Elder Packer quoted from remarks given by President Packer in 1983 when he spoke at the graduation ceremony at Weber State. In that commencement talk, President Packer said: “Regardless of what your transcript of credit may say, one part of your education may have been neglected, leaving you developed only to a grade-school level. Now that you are graduating, you would do well to concentrate on those things that are scarcely touched on in universities in our day. For instance, you who have studied chemistry can mix a complicated formula without blowing up the chemistry lab, but have you learned to blend the ingredients of a happy marriage without having it blow up in your face? You who have studied language can now construct a proper sentence and convey even the finest shades of meaning. But will you have the ability to use that to sell unwitting customers something that they neither need nor can afford, or will you promise without quite saying so great returns on investments that are actually worthless? You who have studied accounting can keep complicated ledgers of principles of interest and increase, but do you intend to pay back your student loan?”

Elder Allan F. Packer, son of President Boyd K. and Sister Donna S. Packer, displays an ox-head door knocker, symbolic of his family’s motto of “the best team that ever pulled together.”

A video was shown that highlighted programs of the new center and featured another son, David Packer, telling of his parents’ meeting at Weber College. Of his mother’s education at the school, he said, “It was an enriching experience to broaden her horizons to see things she had not experienced previously. Our family hopes this new center is a great opportunity for individuals to participate in things that they have not done before and that they can grow and fulfill their dreams in ways they didn’t envision when they entered the program. If individuals will take advantage of those opportunities, there is no limit to what they can accomplish.”

Earlier in the program, Jack L. Rasmussen, dean of the Moyes College of Education at the university, gave examples of the positive impact of the eight community programs. “Now, as we look to the future, we want to make sure that these programs continue, that they flourish, grow, and evolve with the changing needs of those that we seek to nurture.”

University president Charles A. Wright said the new center will help the university in its three-core mission of access, learning, and community.

Alan E. Hall, chairman of the university board of trustees, introduced his wife, Jeanne, and asked her to tell of the experience she had as they were in the Brigham City Utah Temple. They had been approached by the university to help fund the center.

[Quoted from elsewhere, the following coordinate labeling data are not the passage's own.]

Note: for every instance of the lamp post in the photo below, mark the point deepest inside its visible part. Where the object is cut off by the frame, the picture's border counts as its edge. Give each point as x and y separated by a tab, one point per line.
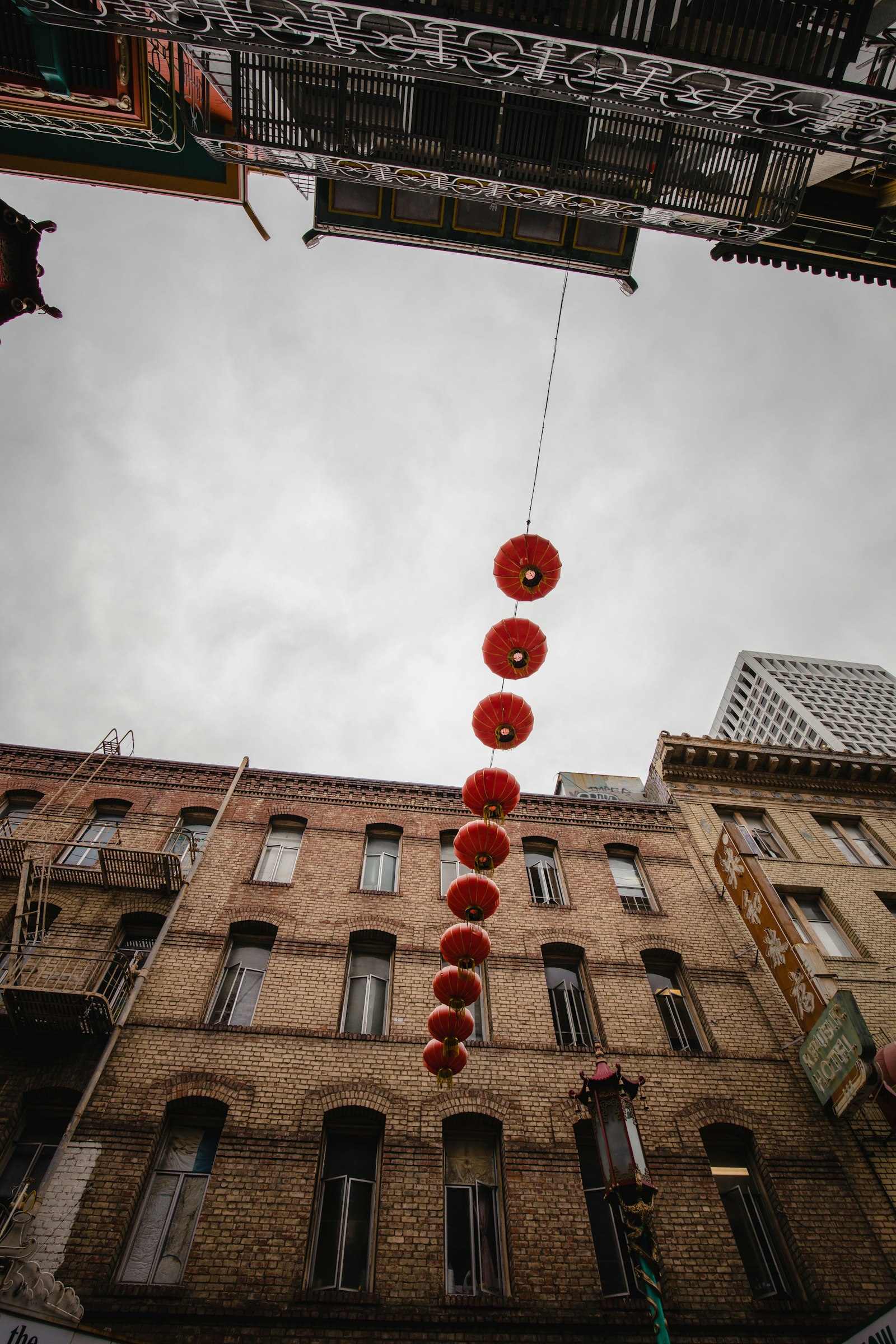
608	1097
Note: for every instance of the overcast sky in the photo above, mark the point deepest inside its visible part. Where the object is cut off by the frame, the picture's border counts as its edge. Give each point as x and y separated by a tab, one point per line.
251	494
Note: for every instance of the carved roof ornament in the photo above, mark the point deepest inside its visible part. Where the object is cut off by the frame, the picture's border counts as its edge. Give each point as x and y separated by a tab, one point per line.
19	268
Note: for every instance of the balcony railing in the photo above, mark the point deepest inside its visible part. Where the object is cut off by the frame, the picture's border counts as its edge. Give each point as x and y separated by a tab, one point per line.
72	990
116	866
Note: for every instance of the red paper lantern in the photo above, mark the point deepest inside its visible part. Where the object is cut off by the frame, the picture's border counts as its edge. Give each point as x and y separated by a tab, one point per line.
473	897
515	648
445	1065
457	988
527	568
491	794
481	846
503	721
465	945
449	1026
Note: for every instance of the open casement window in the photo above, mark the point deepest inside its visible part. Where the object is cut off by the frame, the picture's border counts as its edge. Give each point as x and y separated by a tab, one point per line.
16	810
278	858
571	1023
31	1154
381	862
472	1215
610	1247
544	875
167	1222
189	838
346	1211
757	828
750	1218
367	990
133	946
102	830
816	925
241	982
452	866
631	884
853	843
675	1010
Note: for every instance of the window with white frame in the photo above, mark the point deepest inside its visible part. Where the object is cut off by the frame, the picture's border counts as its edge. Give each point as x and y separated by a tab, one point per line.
571	1022
757	827
631	882
853	842
473	1257
365	1011
608	1233
15	810
543	872
381	862
101	830
167	1221
189	838
816	925
750	1217
241	982
277	862
452	866
346	1206
31	1152
672	1003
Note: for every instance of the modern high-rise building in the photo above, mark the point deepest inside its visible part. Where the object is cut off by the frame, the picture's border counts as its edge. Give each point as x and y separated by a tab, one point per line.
780	699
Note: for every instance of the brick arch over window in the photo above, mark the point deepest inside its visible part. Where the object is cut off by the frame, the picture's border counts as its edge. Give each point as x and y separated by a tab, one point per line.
324	1101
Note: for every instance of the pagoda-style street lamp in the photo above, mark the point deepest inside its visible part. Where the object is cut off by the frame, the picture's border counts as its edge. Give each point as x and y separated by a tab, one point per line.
608	1097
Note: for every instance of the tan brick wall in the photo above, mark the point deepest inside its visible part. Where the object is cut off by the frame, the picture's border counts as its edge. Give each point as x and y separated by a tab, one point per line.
281	1076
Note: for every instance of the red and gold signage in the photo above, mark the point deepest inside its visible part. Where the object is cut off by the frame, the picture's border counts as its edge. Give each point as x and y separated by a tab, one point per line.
762	912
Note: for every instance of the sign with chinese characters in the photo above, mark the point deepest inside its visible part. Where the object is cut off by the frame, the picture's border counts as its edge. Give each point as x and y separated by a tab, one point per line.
833	1050
750	892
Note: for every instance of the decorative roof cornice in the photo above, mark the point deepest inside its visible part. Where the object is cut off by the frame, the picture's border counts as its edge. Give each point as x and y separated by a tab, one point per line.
723	761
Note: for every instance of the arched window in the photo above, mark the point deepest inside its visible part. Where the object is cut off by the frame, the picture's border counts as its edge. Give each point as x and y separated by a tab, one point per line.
669	992
46	1119
544	872
277	862
189	838
16	805
370	964
101	830
381	859
631	882
610	1245
753	1225
563	976
241	980
167	1221
343	1231
452	866
473	1241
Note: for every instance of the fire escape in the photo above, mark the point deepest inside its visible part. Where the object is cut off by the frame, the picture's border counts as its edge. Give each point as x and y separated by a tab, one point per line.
77	983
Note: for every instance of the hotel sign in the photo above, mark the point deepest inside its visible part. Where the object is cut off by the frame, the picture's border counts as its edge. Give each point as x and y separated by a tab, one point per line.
837	1038
758	908
833	1050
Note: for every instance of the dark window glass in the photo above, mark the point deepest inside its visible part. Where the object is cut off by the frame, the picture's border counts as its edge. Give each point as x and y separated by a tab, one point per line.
472	1241
241	983
673	1010
346	1211
610	1248
567	1005
169	1218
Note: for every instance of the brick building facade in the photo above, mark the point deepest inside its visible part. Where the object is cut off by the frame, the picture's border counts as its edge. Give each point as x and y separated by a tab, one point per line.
199	1198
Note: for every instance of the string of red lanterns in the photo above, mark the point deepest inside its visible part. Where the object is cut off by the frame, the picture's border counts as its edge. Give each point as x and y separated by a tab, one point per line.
526	568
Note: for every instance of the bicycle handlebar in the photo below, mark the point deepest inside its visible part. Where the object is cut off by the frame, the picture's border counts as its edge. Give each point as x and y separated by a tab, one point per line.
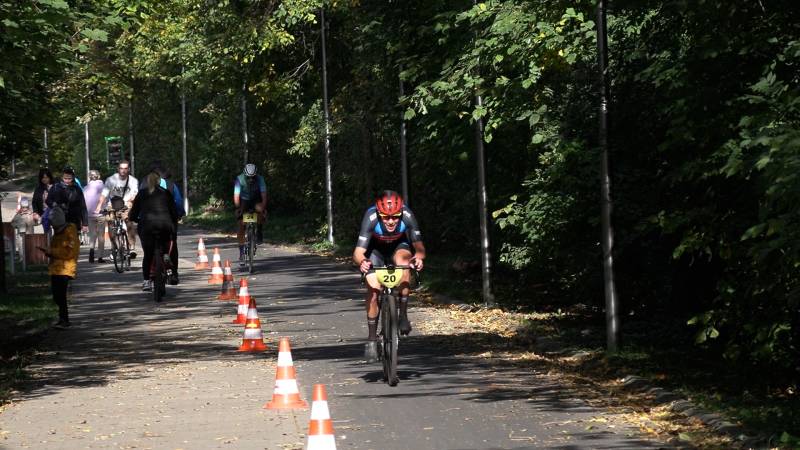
398	266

“I received a very distinct prompting that Alan and I would not only be able to but would help fund this center,” she said, and added tearfully to the Packers, “We as a family feel very grateful that the Lord has provided a way for us to have your names associated with this university forever. We thank you for allowing your names to be here and the great values you stand for to influence the lives of our students of our community and especially this university.”